8 is a timing chart showing the timing of signals for driving the image sensor of FIG.

FIG. 9 is a schematic view schematically showing a case where a large amount of light is received on a part of the image sensor.

10 is a waveform chart showing the relationship between overflow output and image output in the state of FIG.

FIG. 11 is a plan view showing an array structure of an image sensor according to a fifth embodiment of the present invention.

12 is a potential cross-sectional view showing a potential cross section taken along line CD of the image sensor of FIG.

FIG. 13 is a timing chart showing timings and waveforms of output signals of drive signals of the image sensor of FIG.

FIG. 14 is a plan view showing an array structure of an image sensor according to a third embodiment of the present invention.

[Explanation of symbols]

 Reference numeral 101 original platen glass 102 light source 103 lens 104 image sensor 105, 106 amplifier 107, 108 A / D converter 110 detection unit 111 masking correction unit 112 delay circuit 113 select unit 114 LOG conversion unit 115 judgment unit 116 arithmetic control unit 117 operation unit 312 Multi-line delay circuit 315 Judgment unit and memory 501 Charge-voltage conversion unit 502 Gate (A) 503 Comparator 504 Latch unit 601 Photodiode 602 Shift gate (B) 603 CCD (B) 604 Shift gate (A) 605 CCD (A) 801 Photodiode 802 CCD

 ─────────────────────────────────────────────────── ─── Continued Front Page (72) Yoshinori Ikeda Inventor Yoshinori Ikeda 3-30-2 Shimomaruko, Ota-ku, Tokyo Canon Inc. (72) Inventor Yasuo Hasegawa 3-30-2 Shimomaruko, Ota-ku, Tokyo Non Inc. (72) Inventor Katsuyoshi Maejima 3-30-2 Shimomaruko, Ota-ku, Tokyo Canon Inc. (72) Inventor Takashi Suzuki 3-30-2 Shimomaruko, Ota-ku, Tokyo Canon Inc. (72) Inventor Akiko Hasegawa 3-30-2 Shimomaruko, Ota-ku, Tokyo Canon Inc.

Claims (7)

[Claims] 1. An image sensor that outputs an overflow detection signal in addition to the image signal, and corrects the image signal by replacing the image signal in the overflow detection portion with a predetermined correction signal based on the overflow detection signal.
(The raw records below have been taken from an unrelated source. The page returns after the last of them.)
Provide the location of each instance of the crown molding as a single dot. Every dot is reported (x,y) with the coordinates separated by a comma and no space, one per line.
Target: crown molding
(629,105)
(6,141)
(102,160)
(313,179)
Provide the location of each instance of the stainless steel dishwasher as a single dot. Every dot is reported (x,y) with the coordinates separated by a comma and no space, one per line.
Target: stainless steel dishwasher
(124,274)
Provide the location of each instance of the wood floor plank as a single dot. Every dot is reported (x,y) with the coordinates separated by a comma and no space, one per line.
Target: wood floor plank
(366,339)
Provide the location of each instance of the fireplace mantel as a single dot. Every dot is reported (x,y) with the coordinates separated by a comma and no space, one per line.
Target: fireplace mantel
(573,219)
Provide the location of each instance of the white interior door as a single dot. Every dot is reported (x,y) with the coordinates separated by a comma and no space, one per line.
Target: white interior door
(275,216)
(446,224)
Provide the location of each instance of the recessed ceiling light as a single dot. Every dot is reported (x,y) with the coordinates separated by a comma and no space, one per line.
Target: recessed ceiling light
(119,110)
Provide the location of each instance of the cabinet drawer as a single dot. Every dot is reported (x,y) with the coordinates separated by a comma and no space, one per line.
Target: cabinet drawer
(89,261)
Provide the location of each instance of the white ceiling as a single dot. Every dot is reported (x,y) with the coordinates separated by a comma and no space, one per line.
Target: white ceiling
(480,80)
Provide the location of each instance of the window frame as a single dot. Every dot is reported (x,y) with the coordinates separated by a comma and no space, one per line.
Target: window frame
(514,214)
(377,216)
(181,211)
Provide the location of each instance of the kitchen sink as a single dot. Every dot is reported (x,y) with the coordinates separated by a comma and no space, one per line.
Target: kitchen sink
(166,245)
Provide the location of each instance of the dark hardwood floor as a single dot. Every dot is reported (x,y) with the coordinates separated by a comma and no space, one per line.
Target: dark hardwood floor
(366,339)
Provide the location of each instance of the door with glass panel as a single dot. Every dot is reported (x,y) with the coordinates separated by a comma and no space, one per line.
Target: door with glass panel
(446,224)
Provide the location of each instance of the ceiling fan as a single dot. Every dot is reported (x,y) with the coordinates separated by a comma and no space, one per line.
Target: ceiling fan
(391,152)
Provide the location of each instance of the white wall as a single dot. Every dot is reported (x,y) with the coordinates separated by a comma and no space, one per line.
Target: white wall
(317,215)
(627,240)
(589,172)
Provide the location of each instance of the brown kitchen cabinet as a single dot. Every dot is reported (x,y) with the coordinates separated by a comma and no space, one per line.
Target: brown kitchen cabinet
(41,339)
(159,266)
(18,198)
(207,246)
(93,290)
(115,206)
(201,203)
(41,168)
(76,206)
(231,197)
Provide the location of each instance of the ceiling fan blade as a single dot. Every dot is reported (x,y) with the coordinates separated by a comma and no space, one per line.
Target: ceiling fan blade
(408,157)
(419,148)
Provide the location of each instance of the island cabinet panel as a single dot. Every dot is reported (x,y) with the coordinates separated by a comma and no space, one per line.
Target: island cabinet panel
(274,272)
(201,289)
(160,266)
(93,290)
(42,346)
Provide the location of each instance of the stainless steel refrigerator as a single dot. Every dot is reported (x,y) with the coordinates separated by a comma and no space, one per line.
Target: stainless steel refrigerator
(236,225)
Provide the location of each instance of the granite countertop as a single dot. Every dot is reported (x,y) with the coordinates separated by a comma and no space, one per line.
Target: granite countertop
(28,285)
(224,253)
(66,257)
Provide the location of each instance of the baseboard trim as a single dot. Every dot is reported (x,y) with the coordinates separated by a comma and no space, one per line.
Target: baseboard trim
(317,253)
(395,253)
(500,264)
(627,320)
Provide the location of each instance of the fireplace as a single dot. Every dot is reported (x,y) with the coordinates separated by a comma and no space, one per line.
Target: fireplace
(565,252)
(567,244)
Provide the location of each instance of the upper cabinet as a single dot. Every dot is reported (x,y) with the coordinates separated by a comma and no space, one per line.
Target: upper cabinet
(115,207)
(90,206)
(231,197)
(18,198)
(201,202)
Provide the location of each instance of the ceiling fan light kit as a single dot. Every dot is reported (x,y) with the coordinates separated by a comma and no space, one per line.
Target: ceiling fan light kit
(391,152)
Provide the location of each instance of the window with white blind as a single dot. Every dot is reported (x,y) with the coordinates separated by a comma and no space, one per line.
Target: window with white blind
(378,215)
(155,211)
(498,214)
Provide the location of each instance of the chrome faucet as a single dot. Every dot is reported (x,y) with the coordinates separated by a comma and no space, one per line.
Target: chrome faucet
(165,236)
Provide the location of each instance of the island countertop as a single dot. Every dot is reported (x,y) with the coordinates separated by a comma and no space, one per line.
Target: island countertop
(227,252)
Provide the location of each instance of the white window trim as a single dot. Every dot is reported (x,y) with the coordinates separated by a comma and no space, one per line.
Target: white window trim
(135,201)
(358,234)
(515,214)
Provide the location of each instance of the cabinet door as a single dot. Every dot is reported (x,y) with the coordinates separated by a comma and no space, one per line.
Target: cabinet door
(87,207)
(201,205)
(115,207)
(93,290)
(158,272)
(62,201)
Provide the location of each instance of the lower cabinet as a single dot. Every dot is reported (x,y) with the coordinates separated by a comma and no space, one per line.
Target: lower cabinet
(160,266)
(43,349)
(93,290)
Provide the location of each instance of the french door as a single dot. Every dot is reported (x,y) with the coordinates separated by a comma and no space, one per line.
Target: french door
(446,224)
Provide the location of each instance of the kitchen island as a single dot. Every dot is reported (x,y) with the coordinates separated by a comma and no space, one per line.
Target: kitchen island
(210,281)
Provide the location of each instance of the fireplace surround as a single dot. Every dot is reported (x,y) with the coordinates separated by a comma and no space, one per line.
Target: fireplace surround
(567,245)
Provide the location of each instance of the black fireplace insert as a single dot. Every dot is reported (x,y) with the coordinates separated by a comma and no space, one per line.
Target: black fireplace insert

An image reading apparatus comprising: 2. The image reading apparatus according to claim 1, wherein the predetermined correction signal is image data input in advance from an external input means. 3. The predetermined correction signal is image data generated by primary or secondary complementation based on a value of an image signal of a portion adjacent to an overflow area. 1. The image reading device described in 1. 4. The image sensor outputs the overflow detection signal indicating that the saturation voltage has been reached when a light amount exceeding the saturation voltage is incident. The image reading device described. 5. The image reading apparatus according to claim 4, wherein the overflow detection signal is a pulse signal that can be distinguished by a low level pulse and a high level pulse for each storage time. 6. The image reading apparatus according to claim 4, wherein the overflow detection signal is output corresponding to each pixel of the photodiode of the image sensor. 7. The image sensor includes a photodiode section, and a detection unit that detects, when light having a saturation voltage or higher is incident on the photodiode section, an electric charge flowing to the photodiodes on both sides of the incident photodiode. The image reading apparatus according to claim 4, further comprising: a detection result output by the detection unit as the overflow detection signal.